As Levon Helm once sung with Bob Dylan... I shall be released... and so it was.

andrewfer000 commented 3 years ago

Ah, it's nice to see an official release. I will continue to test and discuss (or implement depending on complexity) new features/improvements/bug fixes as time goes on. I really hope we can find people to help with the Broadcast AM/FM/SW implantation. It's too bad nrsc5 itself does not work like a real HD Radio where it could switch to either using analog or digital. It's probably due to some stupid patent restriction or something...

markjfine commented 3 years ago

Had been thinking about the broadcast part, and there's so much common code for doing this even without a graphical spectrum display that it shouldn't be too hard to leverage something. It's just a matter of creating an nrsc5-like command line module that detects the receiver, then have the user select the frequency, mode, and appropriate bandwidth - setting a default sample rate and direct sampling mode depending upon that. Of course you'd have to play/stop whenever the frequency changes, just like in nrsc5, so scanning might be a small problem. But - it really shouldn't be too hard to keep the frequency widget unlocked while playing, then just simulate a stop/start when/if the frequency changes - like the stream change initially was before implemented the pipe to simulate a 0-3 keypress. Kinda always wanted to implement something like that in dui anyway.

markjfine commented 3 years ago

Realized I never updated the screenshots so I went into Linux to do them. Got to the maps tab and saw the images weren't expanded. Resized and found I couldn't re-shrink. Weird stuff. Everything worked as planned under Darwin...

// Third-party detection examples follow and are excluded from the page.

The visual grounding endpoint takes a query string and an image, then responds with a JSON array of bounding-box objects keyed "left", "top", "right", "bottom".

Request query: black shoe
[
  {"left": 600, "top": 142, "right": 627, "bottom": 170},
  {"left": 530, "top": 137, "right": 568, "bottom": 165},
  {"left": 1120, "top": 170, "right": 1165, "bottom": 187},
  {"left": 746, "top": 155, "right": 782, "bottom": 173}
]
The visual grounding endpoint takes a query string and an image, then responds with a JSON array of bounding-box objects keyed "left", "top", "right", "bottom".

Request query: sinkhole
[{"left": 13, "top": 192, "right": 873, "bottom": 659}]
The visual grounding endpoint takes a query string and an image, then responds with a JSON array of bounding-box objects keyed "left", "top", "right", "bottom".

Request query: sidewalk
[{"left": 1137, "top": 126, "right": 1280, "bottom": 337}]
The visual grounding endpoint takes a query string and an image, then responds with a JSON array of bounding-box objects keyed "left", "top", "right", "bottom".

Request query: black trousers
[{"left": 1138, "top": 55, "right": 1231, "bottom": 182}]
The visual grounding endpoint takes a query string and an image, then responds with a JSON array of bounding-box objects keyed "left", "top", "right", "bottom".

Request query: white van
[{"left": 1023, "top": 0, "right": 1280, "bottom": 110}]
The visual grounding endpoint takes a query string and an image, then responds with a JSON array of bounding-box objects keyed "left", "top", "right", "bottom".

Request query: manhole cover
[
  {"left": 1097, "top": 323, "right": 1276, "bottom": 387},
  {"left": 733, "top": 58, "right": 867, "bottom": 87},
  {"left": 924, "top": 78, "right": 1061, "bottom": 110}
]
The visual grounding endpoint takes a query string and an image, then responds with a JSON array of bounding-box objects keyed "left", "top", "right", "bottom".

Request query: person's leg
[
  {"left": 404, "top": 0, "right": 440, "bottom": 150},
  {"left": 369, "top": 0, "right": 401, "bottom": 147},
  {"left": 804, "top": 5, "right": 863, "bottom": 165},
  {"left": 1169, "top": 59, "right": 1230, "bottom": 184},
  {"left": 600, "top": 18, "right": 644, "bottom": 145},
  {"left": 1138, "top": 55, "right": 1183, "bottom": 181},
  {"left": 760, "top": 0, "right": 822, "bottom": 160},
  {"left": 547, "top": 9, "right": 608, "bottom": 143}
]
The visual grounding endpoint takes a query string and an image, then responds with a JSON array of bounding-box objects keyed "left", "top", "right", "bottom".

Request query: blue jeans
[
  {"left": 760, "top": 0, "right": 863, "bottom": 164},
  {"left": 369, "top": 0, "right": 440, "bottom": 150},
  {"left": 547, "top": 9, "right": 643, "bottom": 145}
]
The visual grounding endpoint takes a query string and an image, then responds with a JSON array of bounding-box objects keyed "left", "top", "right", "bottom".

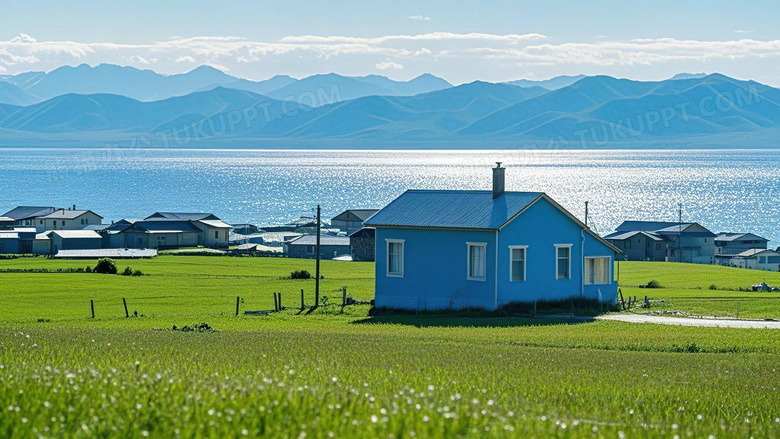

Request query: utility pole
[
  {"left": 585, "top": 201, "right": 588, "bottom": 227},
  {"left": 314, "top": 204, "right": 321, "bottom": 308},
  {"left": 677, "top": 203, "right": 682, "bottom": 262}
]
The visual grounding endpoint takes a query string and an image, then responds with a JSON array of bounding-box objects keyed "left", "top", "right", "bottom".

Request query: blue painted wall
[
  {"left": 376, "top": 199, "right": 617, "bottom": 310},
  {"left": 376, "top": 228, "right": 496, "bottom": 309}
]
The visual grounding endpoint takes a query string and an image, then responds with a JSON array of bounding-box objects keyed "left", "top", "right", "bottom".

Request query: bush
[
  {"left": 290, "top": 270, "right": 312, "bottom": 279},
  {"left": 93, "top": 258, "right": 116, "bottom": 274}
]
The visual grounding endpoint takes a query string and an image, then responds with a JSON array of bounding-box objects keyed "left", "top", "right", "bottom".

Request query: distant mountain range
[
  {"left": 0, "top": 64, "right": 452, "bottom": 105},
  {"left": 506, "top": 75, "right": 586, "bottom": 90},
  {"left": 0, "top": 66, "right": 780, "bottom": 148}
]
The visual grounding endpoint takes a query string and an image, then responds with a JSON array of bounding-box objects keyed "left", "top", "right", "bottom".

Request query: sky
[{"left": 0, "top": 0, "right": 780, "bottom": 86}]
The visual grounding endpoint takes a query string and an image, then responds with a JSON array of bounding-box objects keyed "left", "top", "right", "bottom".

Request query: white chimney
[{"left": 493, "top": 162, "right": 506, "bottom": 200}]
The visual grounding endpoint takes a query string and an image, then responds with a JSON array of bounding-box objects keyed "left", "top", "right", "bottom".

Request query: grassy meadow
[
  {"left": 0, "top": 256, "right": 780, "bottom": 438},
  {"left": 619, "top": 262, "right": 780, "bottom": 319}
]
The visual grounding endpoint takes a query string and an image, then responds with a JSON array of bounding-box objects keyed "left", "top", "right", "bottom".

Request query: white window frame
[
  {"left": 582, "top": 256, "right": 613, "bottom": 285},
  {"left": 555, "top": 244, "right": 572, "bottom": 280},
  {"left": 466, "top": 242, "right": 487, "bottom": 282},
  {"left": 509, "top": 245, "right": 528, "bottom": 282},
  {"left": 385, "top": 238, "right": 406, "bottom": 277}
]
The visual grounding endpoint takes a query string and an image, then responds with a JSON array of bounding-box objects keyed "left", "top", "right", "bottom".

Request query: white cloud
[
  {"left": 466, "top": 38, "right": 780, "bottom": 66},
  {"left": 280, "top": 32, "right": 547, "bottom": 44},
  {"left": 376, "top": 61, "right": 404, "bottom": 70},
  {"left": 0, "top": 32, "right": 780, "bottom": 81}
]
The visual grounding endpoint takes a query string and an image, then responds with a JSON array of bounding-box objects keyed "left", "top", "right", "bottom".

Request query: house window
[
  {"left": 509, "top": 245, "right": 528, "bottom": 282},
  {"left": 585, "top": 257, "right": 610, "bottom": 285},
  {"left": 555, "top": 244, "right": 571, "bottom": 279},
  {"left": 387, "top": 239, "right": 404, "bottom": 277},
  {"left": 466, "top": 242, "right": 487, "bottom": 280}
]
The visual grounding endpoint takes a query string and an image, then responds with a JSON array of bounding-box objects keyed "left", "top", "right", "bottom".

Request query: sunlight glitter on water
[{"left": 0, "top": 149, "right": 780, "bottom": 245}]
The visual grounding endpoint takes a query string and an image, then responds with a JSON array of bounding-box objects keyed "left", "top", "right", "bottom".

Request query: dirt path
[{"left": 596, "top": 314, "right": 780, "bottom": 329}]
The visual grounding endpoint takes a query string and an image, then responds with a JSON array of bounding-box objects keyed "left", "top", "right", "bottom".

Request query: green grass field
[
  {"left": 0, "top": 256, "right": 780, "bottom": 438},
  {"left": 620, "top": 262, "right": 780, "bottom": 319}
]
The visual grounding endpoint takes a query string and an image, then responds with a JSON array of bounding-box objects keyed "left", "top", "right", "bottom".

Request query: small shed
[
  {"left": 731, "top": 249, "right": 780, "bottom": 271},
  {"left": 0, "top": 230, "right": 19, "bottom": 255},
  {"left": 49, "top": 230, "right": 103, "bottom": 255},
  {"left": 330, "top": 209, "right": 379, "bottom": 233},
  {"left": 285, "top": 235, "right": 349, "bottom": 259}
]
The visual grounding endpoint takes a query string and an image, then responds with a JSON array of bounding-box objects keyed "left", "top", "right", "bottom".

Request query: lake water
[{"left": 0, "top": 148, "right": 780, "bottom": 246}]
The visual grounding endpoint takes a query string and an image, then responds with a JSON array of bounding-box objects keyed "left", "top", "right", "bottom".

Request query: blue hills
[
  {"left": 0, "top": 70, "right": 780, "bottom": 148},
  {"left": 0, "top": 64, "right": 452, "bottom": 105}
]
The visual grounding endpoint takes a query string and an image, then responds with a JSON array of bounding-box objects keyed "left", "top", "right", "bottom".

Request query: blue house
[{"left": 365, "top": 163, "right": 620, "bottom": 310}]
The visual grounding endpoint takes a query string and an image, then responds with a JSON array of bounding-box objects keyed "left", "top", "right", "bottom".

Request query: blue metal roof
[{"left": 364, "top": 190, "right": 543, "bottom": 230}]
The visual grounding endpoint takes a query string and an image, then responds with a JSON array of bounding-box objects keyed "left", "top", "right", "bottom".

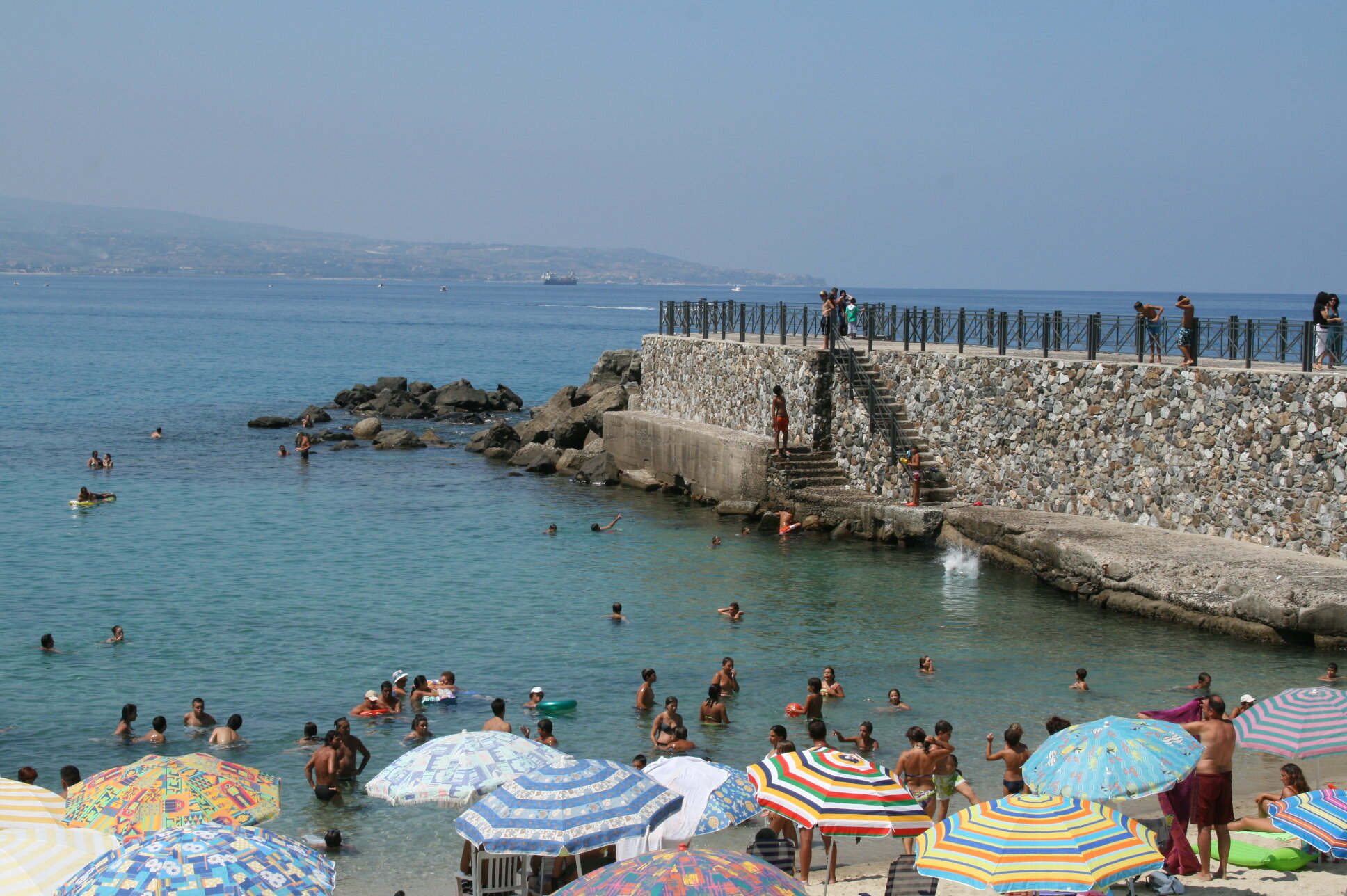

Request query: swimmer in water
[
  {"left": 534, "top": 718, "right": 557, "bottom": 746},
  {"left": 112, "top": 703, "right": 136, "bottom": 741},
  {"left": 136, "top": 715, "right": 168, "bottom": 744},
  {"left": 403, "top": 713, "right": 435, "bottom": 742},
  {"left": 651, "top": 696, "right": 687, "bottom": 749},
  {"left": 832, "top": 722, "right": 879, "bottom": 753},
  {"left": 823, "top": 666, "right": 846, "bottom": 696},
  {"left": 182, "top": 696, "right": 220, "bottom": 728},
  {"left": 711, "top": 656, "right": 740, "bottom": 694},
  {"left": 210, "top": 713, "right": 244, "bottom": 746},
  {"left": 696, "top": 685, "right": 730, "bottom": 725},
  {"left": 636, "top": 669, "right": 659, "bottom": 709}
]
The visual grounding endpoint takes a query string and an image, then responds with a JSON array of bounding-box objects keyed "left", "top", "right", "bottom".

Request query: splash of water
[{"left": 940, "top": 544, "right": 980, "bottom": 578}]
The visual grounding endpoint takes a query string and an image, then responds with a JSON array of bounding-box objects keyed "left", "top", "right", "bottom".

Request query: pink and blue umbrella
[{"left": 454, "top": 758, "right": 683, "bottom": 856}]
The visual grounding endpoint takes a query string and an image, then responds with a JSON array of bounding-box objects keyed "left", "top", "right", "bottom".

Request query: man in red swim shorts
[
  {"left": 1183, "top": 694, "right": 1235, "bottom": 880},
  {"left": 772, "top": 385, "right": 790, "bottom": 457}
]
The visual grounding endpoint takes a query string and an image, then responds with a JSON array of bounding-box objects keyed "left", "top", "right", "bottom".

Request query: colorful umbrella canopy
[
  {"left": 1023, "top": 715, "right": 1202, "bottom": 801},
  {"left": 454, "top": 758, "right": 683, "bottom": 856},
  {"left": 365, "top": 732, "right": 567, "bottom": 806},
  {"left": 1266, "top": 787, "right": 1347, "bottom": 858},
  {"left": 749, "top": 749, "right": 931, "bottom": 837},
  {"left": 1235, "top": 687, "right": 1347, "bottom": 758},
  {"left": 558, "top": 847, "right": 808, "bottom": 896},
  {"left": 55, "top": 824, "right": 337, "bottom": 896},
  {"left": 916, "top": 794, "right": 1164, "bottom": 892},
  {"left": 63, "top": 753, "right": 280, "bottom": 838},
  {"left": 0, "top": 824, "right": 121, "bottom": 896},
  {"left": 0, "top": 778, "right": 66, "bottom": 827}
]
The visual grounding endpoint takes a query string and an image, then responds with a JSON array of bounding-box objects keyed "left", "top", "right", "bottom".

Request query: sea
[{"left": 0, "top": 275, "right": 1325, "bottom": 896}]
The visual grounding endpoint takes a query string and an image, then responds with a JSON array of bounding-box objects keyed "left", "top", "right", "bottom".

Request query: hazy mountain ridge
[{"left": 0, "top": 197, "right": 823, "bottom": 286}]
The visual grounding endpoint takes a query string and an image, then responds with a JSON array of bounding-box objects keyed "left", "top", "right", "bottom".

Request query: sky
[{"left": 0, "top": 0, "right": 1347, "bottom": 292}]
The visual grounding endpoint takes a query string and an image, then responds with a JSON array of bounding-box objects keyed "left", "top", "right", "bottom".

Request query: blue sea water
[{"left": 0, "top": 278, "right": 1321, "bottom": 895}]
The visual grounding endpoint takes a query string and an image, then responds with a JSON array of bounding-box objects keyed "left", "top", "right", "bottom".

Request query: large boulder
[
  {"left": 350, "top": 416, "right": 384, "bottom": 439},
  {"left": 432, "top": 380, "right": 488, "bottom": 411},
  {"left": 575, "top": 451, "right": 622, "bottom": 485},
  {"left": 374, "top": 430, "right": 426, "bottom": 449},
  {"left": 583, "top": 385, "right": 626, "bottom": 435},
  {"left": 463, "top": 422, "right": 523, "bottom": 453},
  {"left": 509, "top": 442, "right": 560, "bottom": 473}
]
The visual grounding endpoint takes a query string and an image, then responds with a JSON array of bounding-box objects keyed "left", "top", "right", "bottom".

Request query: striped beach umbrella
[
  {"left": 63, "top": 753, "right": 280, "bottom": 838},
  {"left": 558, "top": 846, "right": 808, "bottom": 896},
  {"left": 749, "top": 749, "right": 931, "bottom": 837},
  {"left": 454, "top": 758, "right": 683, "bottom": 856},
  {"left": 1268, "top": 788, "right": 1347, "bottom": 858},
  {"left": 55, "top": 824, "right": 337, "bottom": 896},
  {"left": 916, "top": 794, "right": 1164, "bottom": 893},
  {"left": 0, "top": 824, "right": 121, "bottom": 896},
  {"left": 1023, "top": 715, "right": 1202, "bottom": 801},
  {"left": 1235, "top": 687, "right": 1347, "bottom": 758},
  {"left": 365, "top": 732, "right": 567, "bottom": 806},
  {"left": 0, "top": 778, "right": 66, "bottom": 829}
]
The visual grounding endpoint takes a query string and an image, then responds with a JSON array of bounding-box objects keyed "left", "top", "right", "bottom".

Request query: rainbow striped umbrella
[
  {"left": 916, "top": 794, "right": 1165, "bottom": 893},
  {"left": 1235, "top": 687, "right": 1347, "bottom": 758},
  {"left": 558, "top": 846, "right": 808, "bottom": 896},
  {"left": 1266, "top": 787, "right": 1347, "bottom": 858},
  {"left": 749, "top": 748, "right": 931, "bottom": 837}
]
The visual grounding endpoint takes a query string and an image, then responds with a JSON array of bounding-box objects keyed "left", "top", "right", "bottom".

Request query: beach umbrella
[
  {"left": 63, "top": 753, "right": 280, "bottom": 838},
  {"left": 55, "top": 824, "right": 337, "bottom": 896},
  {"left": 0, "top": 778, "right": 66, "bottom": 829},
  {"left": 641, "top": 756, "right": 763, "bottom": 840},
  {"left": 0, "top": 824, "right": 121, "bottom": 896},
  {"left": 749, "top": 749, "right": 931, "bottom": 837},
  {"left": 916, "top": 794, "right": 1164, "bottom": 893},
  {"left": 365, "top": 730, "right": 567, "bottom": 806},
  {"left": 454, "top": 758, "right": 683, "bottom": 856},
  {"left": 558, "top": 846, "right": 808, "bottom": 896},
  {"left": 1235, "top": 687, "right": 1347, "bottom": 758},
  {"left": 1023, "top": 715, "right": 1202, "bottom": 801},
  {"left": 1268, "top": 788, "right": 1347, "bottom": 858}
]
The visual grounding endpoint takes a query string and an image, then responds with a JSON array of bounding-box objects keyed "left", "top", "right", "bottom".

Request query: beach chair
[
  {"left": 454, "top": 853, "right": 528, "bottom": 896},
  {"left": 859, "top": 853, "right": 939, "bottom": 896}
]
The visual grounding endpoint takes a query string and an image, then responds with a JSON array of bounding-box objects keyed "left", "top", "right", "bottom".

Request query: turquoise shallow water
[{"left": 0, "top": 278, "right": 1323, "bottom": 895}]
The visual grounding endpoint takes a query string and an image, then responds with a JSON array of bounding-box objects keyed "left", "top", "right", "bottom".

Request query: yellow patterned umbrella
[
  {"left": 0, "top": 778, "right": 66, "bottom": 827},
  {"left": 0, "top": 824, "right": 121, "bottom": 896},
  {"left": 63, "top": 753, "right": 280, "bottom": 838}
]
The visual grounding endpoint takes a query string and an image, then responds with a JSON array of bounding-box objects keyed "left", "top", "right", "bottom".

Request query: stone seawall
[{"left": 642, "top": 335, "right": 1347, "bottom": 558}]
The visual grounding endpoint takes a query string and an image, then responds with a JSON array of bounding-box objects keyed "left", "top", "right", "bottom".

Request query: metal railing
[{"left": 659, "top": 299, "right": 1343, "bottom": 372}]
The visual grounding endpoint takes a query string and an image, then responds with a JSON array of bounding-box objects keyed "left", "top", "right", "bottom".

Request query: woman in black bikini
[{"left": 651, "top": 696, "right": 683, "bottom": 748}]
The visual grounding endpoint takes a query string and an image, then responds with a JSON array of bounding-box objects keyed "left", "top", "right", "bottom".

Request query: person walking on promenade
[
  {"left": 1174, "top": 295, "right": 1197, "bottom": 367},
  {"left": 1133, "top": 302, "right": 1165, "bottom": 364},
  {"left": 772, "top": 385, "right": 790, "bottom": 457}
]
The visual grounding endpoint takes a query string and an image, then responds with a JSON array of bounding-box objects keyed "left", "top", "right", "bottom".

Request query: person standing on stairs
[{"left": 772, "top": 385, "right": 790, "bottom": 457}]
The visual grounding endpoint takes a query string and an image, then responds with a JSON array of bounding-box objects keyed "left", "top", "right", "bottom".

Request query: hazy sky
[{"left": 0, "top": 0, "right": 1347, "bottom": 292}]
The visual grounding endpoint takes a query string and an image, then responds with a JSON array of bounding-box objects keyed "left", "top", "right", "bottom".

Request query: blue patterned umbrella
[
  {"left": 1023, "top": 715, "right": 1202, "bottom": 801},
  {"left": 55, "top": 824, "right": 337, "bottom": 896},
  {"left": 365, "top": 732, "right": 567, "bottom": 806},
  {"left": 454, "top": 758, "right": 683, "bottom": 856}
]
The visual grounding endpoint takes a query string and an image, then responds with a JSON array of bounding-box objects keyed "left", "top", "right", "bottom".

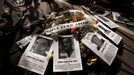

So apparently check-resize works very differently under Darwin than it does in Linux. I always love finding bugs after a release.

markjfine commented 3 years ago

Reverted the fix I put in to the window resize event until I can find a more consistent way to do this.

markjfine commented 3 years ago

Ok... Think it's fixed for real.

andrewfer000 commented 3 years ago

Just pulled down the latest code to test and when I click the play button I get this message and a crash. Gdk-Message: 16:06:20.947: nrsc5-dui.py: Fatal IO error 11 (Resource temporarily unavailable) on X server :1.

and this

[xcb] Unknown sequence number while processing queue
[xcb] Most likely this is a multi-threaded client and XInitThreads has not been called
[xcb] Aborting, sorry about that.
python3: ../../src/xcb_io.c:260: poll_for_event: Assertion `!xcb_xlib_threads_sequence_lost' failed.
Aborted (core dumped)
andrewfer000 commented 3 years ago

Nevermind this was caused because my SDR was not plugged in properly.